Meine Bewertung: 7/10

Dieses Buch (das noch nicht auf Deutsch erhältlich ist*) der Autorin ist etwas atypisch. Nicht etwa weil sie darin über ihr Leben, über ihre Mutter spricht, sondern weil es sich hier nicht um einen „Roman“ oder auch in direktem Sinne um eine „Romanform“ handelt sondern eher um eine Art Erinnerungs-Sammlung. Ich habe dieses Buch daher auch nicht nur in die Rubrik „Allgemeine Literatur „sondern auch in die der „Biografien“ eingeteilt.

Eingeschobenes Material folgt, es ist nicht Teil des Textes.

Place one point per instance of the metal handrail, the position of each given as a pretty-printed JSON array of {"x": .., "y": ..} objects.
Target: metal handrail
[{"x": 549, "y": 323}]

Ich war durch diesen etwas anderen Aufbau zunächst etwas aus der Bahn geworfen und hatte Schwierigkeiten in die „Geschichte“ hineinzukommen, ich wollte das Buch sogar schon beiseite legen, aber da ich die Autorin mit ihrem norwegischen Stil wirklich gerne lese habe ich eben weitergelesen. Was die richtige Entscheidung war.

 

Der Plot:

Nun, ich denke, der Ausdruckt „Plot“ ist hier etwas übertrieben. Anne B. Radge hat ihre Mutter verloren. Sie ist nicht mehr da. Die Leere die sie hinterlässt ist ein tiefer Brunnen, an den Anne (ich werde sie nur bei dem Vornamen nennen, wie sie es selbst in diesem Buch tut) immer wieder erinnert wird, wenn sie zum Beispiel etwas Erstaunliches sieht und ihr erster Reflex ist, ihre Mutter anzurufen….. um sich dann daran zu erinnern, dass diese nicht mehr da ist.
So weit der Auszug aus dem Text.